🤖 AI Summary
This study addresses the challenge of detecting high-intensity “burst” outliers—high-dimensional, non-Gaussian artifacts induced by head motion—in fMRI data. Methodologically, it introduces, for the first time, the sinh-arcsinh (SHASH) distribution family to construct a normalizing transformation capable of jointly correcting skewness and heavy- or light-tailedness; this is integrated with an improved isolation forest (iForest) for robust anomaly label initialization. Subsequently, robust z-score and minimum covariance determinant (MCD) distance are fused to enhance discriminative reliability. Evaluated on both synthetic data and multi-site real fMRI datasets, the framework demonstrates significant superiority over state-of-the-art baselines under skewed, heavy-tailed, and highly contaminated scenarios.
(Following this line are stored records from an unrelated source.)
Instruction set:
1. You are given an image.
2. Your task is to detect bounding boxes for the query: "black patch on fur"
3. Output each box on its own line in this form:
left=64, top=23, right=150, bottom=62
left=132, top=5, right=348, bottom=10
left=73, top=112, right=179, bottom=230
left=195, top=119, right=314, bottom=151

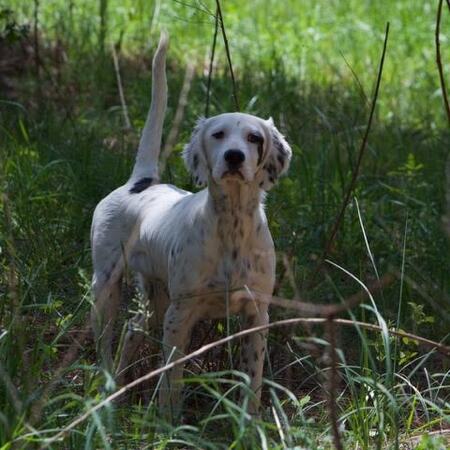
left=130, top=177, right=153, bottom=194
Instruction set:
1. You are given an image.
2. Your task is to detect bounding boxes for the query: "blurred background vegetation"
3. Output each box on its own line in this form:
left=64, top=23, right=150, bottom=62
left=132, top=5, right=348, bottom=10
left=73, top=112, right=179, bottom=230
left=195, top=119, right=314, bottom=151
left=0, top=0, right=450, bottom=448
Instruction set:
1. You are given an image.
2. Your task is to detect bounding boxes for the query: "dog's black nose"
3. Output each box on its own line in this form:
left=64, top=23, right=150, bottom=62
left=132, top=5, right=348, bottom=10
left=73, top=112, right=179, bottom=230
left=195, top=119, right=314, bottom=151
left=223, top=149, right=245, bottom=169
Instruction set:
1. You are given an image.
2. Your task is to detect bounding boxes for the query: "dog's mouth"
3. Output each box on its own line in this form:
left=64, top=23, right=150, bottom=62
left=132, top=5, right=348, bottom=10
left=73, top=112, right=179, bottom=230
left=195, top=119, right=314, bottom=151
left=222, top=169, right=245, bottom=180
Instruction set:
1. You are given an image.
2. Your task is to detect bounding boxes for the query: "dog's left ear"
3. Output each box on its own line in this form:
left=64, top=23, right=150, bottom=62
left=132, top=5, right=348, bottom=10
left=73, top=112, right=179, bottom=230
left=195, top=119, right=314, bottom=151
left=259, top=117, right=292, bottom=191
left=183, top=117, right=208, bottom=186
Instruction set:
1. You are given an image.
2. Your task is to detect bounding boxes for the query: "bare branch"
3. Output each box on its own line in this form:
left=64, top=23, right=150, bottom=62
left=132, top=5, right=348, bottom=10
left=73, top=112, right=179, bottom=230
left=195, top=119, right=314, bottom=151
left=43, top=317, right=450, bottom=448
left=111, top=45, right=132, bottom=131
left=309, top=22, right=389, bottom=287
left=216, top=0, right=241, bottom=111
left=205, top=8, right=219, bottom=117
left=159, top=62, right=195, bottom=174
left=434, top=0, right=450, bottom=126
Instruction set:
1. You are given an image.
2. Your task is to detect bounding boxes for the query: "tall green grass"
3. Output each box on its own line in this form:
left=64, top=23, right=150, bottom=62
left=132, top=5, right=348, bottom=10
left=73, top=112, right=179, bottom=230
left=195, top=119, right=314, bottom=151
left=0, top=0, right=450, bottom=449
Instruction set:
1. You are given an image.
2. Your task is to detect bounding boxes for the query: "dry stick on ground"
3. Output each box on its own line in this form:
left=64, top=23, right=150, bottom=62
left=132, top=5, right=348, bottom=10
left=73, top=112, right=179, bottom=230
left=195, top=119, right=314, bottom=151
left=216, top=0, right=241, bottom=111
left=308, top=22, right=389, bottom=288
left=159, top=62, right=195, bottom=174
left=205, top=8, right=219, bottom=117
left=44, top=280, right=450, bottom=448
left=111, top=45, right=133, bottom=131
left=33, top=0, right=41, bottom=79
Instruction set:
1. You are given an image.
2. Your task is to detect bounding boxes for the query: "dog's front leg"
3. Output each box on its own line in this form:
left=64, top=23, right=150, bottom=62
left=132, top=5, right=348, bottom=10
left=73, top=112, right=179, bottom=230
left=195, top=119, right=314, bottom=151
left=240, top=306, right=269, bottom=414
left=159, top=303, right=197, bottom=421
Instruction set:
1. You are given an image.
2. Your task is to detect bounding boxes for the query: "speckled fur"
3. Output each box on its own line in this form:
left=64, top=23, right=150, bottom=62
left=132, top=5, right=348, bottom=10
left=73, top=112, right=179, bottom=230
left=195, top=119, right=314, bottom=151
left=91, top=32, right=291, bottom=417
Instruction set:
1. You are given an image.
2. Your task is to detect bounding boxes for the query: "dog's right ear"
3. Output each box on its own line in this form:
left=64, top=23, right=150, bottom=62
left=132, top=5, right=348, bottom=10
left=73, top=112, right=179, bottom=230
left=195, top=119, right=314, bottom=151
left=183, top=117, right=208, bottom=186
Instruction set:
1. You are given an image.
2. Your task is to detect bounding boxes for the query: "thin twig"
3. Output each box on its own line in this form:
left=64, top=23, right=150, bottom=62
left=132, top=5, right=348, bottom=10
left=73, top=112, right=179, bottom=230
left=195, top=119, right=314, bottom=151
left=205, top=8, right=219, bottom=117
left=111, top=45, right=132, bottom=131
left=325, top=317, right=343, bottom=450
left=159, top=62, right=195, bottom=174
left=216, top=0, right=241, bottom=111
left=43, top=317, right=450, bottom=448
left=434, top=0, right=450, bottom=125
left=309, top=22, right=389, bottom=287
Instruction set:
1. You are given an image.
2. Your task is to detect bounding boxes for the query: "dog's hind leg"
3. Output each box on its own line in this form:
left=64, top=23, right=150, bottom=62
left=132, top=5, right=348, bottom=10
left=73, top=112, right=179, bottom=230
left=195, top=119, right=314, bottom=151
left=117, top=277, right=169, bottom=384
left=91, top=256, right=122, bottom=373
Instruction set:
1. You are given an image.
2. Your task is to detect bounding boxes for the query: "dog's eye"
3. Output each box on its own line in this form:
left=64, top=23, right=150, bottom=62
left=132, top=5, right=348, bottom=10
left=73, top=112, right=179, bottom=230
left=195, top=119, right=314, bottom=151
left=247, top=133, right=264, bottom=144
left=213, top=131, right=225, bottom=139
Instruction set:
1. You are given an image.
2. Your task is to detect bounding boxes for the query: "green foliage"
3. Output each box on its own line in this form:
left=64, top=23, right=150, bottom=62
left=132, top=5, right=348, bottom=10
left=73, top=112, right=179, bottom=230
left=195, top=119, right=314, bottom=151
left=0, top=0, right=450, bottom=450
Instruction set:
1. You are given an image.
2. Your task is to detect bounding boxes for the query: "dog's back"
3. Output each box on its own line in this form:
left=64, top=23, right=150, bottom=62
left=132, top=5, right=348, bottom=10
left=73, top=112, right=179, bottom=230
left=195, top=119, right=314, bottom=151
left=91, top=32, right=168, bottom=370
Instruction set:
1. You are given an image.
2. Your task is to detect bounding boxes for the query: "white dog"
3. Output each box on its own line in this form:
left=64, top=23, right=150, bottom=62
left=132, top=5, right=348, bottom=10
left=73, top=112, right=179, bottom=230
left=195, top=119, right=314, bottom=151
left=91, top=35, right=291, bottom=417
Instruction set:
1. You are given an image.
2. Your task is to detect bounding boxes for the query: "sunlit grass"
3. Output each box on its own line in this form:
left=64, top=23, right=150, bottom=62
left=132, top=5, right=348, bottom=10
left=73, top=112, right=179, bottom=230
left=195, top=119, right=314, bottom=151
left=0, top=0, right=450, bottom=450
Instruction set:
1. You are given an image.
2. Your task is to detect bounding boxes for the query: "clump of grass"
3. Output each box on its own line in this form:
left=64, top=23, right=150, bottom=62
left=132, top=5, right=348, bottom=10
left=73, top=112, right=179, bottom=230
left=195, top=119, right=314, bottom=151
left=0, top=0, right=450, bottom=449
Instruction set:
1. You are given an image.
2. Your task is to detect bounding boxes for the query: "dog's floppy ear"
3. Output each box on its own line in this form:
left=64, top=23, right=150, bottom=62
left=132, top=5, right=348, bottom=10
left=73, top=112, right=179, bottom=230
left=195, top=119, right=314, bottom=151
left=183, top=117, right=208, bottom=186
left=259, top=117, right=292, bottom=191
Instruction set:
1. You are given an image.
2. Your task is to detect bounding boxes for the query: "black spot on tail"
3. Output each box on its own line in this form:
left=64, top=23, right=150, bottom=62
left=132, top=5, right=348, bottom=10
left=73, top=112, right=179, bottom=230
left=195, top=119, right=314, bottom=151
left=130, top=177, right=153, bottom=194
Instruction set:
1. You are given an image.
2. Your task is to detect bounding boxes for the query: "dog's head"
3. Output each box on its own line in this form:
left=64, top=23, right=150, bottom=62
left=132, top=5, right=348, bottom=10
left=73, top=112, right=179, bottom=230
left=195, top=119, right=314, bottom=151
left=183, top=113, right=292, bottom=191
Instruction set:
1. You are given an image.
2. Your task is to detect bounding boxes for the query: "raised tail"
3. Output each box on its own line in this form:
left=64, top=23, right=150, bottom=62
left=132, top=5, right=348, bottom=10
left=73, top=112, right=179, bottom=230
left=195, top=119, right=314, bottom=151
left=130, top=31, right=169, bottom=184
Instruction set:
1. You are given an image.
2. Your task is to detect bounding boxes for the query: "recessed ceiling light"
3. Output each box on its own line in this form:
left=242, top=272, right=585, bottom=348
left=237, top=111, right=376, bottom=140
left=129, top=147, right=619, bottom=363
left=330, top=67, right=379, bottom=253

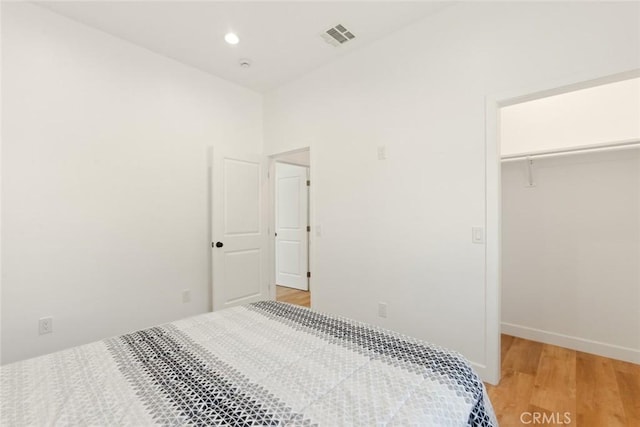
left=224, top=33, right=240, bottom=44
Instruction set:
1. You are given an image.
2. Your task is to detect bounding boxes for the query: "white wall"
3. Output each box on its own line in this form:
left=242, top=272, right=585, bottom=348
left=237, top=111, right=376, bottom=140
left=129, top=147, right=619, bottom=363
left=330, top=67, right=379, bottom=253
left=265, top=2, right=640, bottom=373
left=500, top=78, right=640, bottom=156
left=277, top=150, right=311, bottom=167
left=502, top=149, right=640, bottom=363
left=2, top=3, right=262, bottom=363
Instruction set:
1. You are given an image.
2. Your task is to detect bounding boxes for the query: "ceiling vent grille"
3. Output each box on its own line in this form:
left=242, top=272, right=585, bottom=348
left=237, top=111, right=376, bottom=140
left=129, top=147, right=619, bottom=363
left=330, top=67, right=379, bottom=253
left=322, top=24, right=356, bottom=46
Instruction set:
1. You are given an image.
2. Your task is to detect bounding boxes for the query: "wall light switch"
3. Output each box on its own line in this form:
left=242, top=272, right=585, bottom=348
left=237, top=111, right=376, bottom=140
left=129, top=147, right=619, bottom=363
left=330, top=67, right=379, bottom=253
left=378, top=302, right=387, bottom=317
left=38, top=317, right=53, bottom=335
left=378, top=145, right=389, bottom=160
left=471, top=227, right=484, bottom=243
left=182, top=289, right=191, bottom=304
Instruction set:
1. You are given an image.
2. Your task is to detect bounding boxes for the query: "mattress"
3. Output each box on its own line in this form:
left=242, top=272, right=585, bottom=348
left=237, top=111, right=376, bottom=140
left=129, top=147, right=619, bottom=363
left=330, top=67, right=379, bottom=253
left=0, top=301, right=497, bottom=426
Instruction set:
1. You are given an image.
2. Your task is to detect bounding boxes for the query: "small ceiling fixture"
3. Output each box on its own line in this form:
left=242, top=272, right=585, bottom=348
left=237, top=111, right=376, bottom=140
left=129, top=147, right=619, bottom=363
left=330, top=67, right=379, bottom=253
left=224, top=33, right=240, bottom=44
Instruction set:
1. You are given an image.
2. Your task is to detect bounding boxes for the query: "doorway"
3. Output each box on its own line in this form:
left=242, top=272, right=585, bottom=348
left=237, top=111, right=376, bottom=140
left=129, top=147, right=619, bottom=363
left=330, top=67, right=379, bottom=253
left=270, top=148, right=311, bottom=307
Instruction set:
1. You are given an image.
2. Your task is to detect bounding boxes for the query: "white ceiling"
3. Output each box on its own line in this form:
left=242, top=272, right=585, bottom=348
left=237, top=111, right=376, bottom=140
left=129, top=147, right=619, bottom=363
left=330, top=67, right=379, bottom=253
left=37, top=1, right=449, bottom=92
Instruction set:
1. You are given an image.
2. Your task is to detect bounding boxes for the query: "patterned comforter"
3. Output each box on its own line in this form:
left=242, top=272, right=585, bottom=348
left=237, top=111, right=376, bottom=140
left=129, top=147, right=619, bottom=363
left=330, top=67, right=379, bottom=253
left=0, top=301, right=497, bottom=427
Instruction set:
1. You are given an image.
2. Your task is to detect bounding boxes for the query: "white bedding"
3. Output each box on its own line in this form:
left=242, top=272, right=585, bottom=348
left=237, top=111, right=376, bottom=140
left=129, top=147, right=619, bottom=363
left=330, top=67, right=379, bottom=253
left=0, top=301, right=497, bottom=426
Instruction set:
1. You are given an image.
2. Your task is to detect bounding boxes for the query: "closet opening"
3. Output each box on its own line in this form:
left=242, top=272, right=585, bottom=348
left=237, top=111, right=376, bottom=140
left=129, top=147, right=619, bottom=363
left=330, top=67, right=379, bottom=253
left=269, top=148, right=312, bottom=307
left=496, top=72, right=640, bottom=384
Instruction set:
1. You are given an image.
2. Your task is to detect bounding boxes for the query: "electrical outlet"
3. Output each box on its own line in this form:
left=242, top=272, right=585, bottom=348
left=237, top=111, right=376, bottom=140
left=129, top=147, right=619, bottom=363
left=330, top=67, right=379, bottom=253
left=378, top=302, right=387, bottom=317
left=182, top=289, right=191, bottom=304
left=38, top=317, right=53, bottom=335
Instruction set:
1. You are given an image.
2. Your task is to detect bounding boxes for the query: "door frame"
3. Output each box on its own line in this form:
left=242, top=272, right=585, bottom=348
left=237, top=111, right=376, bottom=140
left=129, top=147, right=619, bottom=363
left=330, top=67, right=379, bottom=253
left=479, top=69, right=640, bottom=384
left=267, top=147, right=315, bottom=308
It achieves higher true positive detection rates while maintaining tighter control over false positives, exhibiting both superior performance and stability across diverse outlier regimes.
📝 Abstract
Functional magnetic resonance imaging (fMRI) data are prone to intense"burst"noise artifacts due to head movements and other sources. Such volumes can be considered as high-dimensional outliers that can be identified using statistical outlier detection techniques, which allows for controlling the false positive rate. Previous work has used dimension reduction and multivariate outlier detection techniques, including the use of robust minimum covariance determinant (MCD) distances. Under Gaussianity, the distribution of these robust distances can be approximated, and an upper quantile of that distribution can be used to identify outlying volumes. Unfortunately, the Gaussian assumption is unrealistic for fMRI data in this context. One way to address this is to transform the data to Normality. A limitation of existing robust methods for this purpose, such as robust Box-Cox and Yeo-Johnson transformations, is that they can deal with skew but not heavy or light tails. Here, we develop a novel robust method for transformation to central Normality based on the highly flexible sinh-arcsinh (SHASH) family of distributions. To avoid the influence of outliers, it is crucial to initialize the outlier labels with a high degree of sensitivity. For this purpose, we consider a commonplace robust z-score approach, and a modified isolation forest (iForest) approach, a popular technique for anomaly detection in machine learning. Through extensive simulation studies, we find that our proposed SHASH transformation initialized using iForest clearly outperforms benchmark methods in a variety of settings, including skewed and heavy tailed distributions, and light to heavy outlier contamination. We also apply the proposed techniques to several example datasets and find this combination to have consistently strong performance.